The National Black Police Association (NBPA) released a statement calling for a new approach to Nashville policing. The nation’s premiere African-American law enforcement association, says that it is not looking for a “rush judgment,” but that it supports a change to policies and procedures that are occurring in Nashville that cause an “adverse affects on the African American community.”
“We are extremely concerned about the incidents of deaths involving the police and people of color,” the organization said. “While we support and respect the courageous men and women in blue, for doing a very difficult and dangerous job, there is also the expectation of responsibility & accountability.
We cannot continue to have situations such as this that devastate families, divide communities, and cause mistrust in our law enforcement community.”
“After a review of the video, there is much reason for concern due to the disturbing nature of the footage. The community and citizens of Nashville need a renewed hope and restoration of faith that the police and community can depend on each other and work together.”

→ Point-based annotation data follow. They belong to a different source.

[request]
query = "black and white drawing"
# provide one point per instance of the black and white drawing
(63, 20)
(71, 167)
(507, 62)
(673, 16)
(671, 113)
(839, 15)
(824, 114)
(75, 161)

“Policing should never be brutal against the people we are sworn to protect and serve. We are public servants, and this is why there is no other choice but to bridge the gap between the police and the African American Community. We as stewards of these communities have to ensure equality to all, regardless of their race, gender, or socio-economic status. We must always remain professional, diverse, accountable, and never lose our INTEGRITY.”
Harold Love, who stood next to the mayor when he made the announcement on the release of the video to the public said, “…I stood with Mayor Briley at his press conference in hopes that after the release of the video where Daniel Hambrick was shot and killed that there would be given full support of the Community Oversight Board proposed to be on the ballot this November. Additionally I believed there would be an outline of new policy for better policing of communities of color. Unfortunately that did not happen.”
Rep. Love calls for the reevaluation of MNPD leadership and calls on Briley to give his full support of the Community Oversight Board saying that “It is time for the Mayor’s office to tak ea top-down approach….”
In his address before the city upon the release of the video, Mayor Briley admitted to having some misgivings about Community Oversight Now’s proposal for a community oversight board and called for working with the Policing Project to achieve more police accountability and to guide how the city is policed.
Many feared that the mayor’s office was planning to use the Policing Project to prevent the formation of a citizen’s oversight board, but Briley says that it is something that will work with a community oversight board.
“From my perspective, I look at them as complements to each other,” Briley said. “We need a broad consensus in our community about how to proceed and I think the Policing Project will help with us on that.”
Briley admitted that he was reluctant to express any misgivings about the current community oversight proposal.
“I’ve been saying for months that I believe there ought to be community oversight over the police department,” he said. “I didn’t want to get in the way of what Community Oversight Now is doing in trying to get theirs on the ballot, so I felt it was probably best for me to keep my mouth shut.”
However, upon being asked again and again, he felt that he had to weigh in.
According to Briley, he has three concerns about Community Oversight Now’s plan.
“First I don’t think we ought to be budgeting through charter amendments,” he said. “[Community Oversight Now’s plan] has a provision in it that sets a specific budget. That ought to be up to the council each year to set the budget.”
Second, Briley feels that there needs to be more of a “conversation as a community” so that there will be more of a “buy in” to the organization. Third, Briley says that he wants to make sure that whatever we do as a community is not going to prompt an overreaction from the state legislature.
The mayor also feels that the Policing project coming to Nashville is not contradictory of the ‘Driving While Black” report released by Gideon’s Army, but is an acknowledgement of it.
Briley said that the city needs to “get past conflict on that issue and identify the weaknesses [to] focus on some solutions and make progress in terms of keeping ourselves safe and treating highly policed communities with respect and dignity. We need to follow up on their work with a neutral academic open assessment about what the police department is doing.”
Briley said that Nashville needs to “look into and change the way we do policing,” but that he is not keen on replacing Police Chief Anderson.
“My obligation is to make sure that the police force is operating in the best possible way both to provide public safety and to protect the communities where we have a more high intensity policing,” he said. “I’ve asked the chief to acknowledge that and to work with me to make sure we implement the changes to make sure that’s the case through working through community groups and focusing on the Policing Project. I think we are going to get there as long as the chief follows through on commitments he’s made to me to improve the quality of policing in the town and to eliminate some of the issues we currently have with it. I’ll stick with the chief.”
As for figuring out those changes, Briley maintains that the Policing project is the key.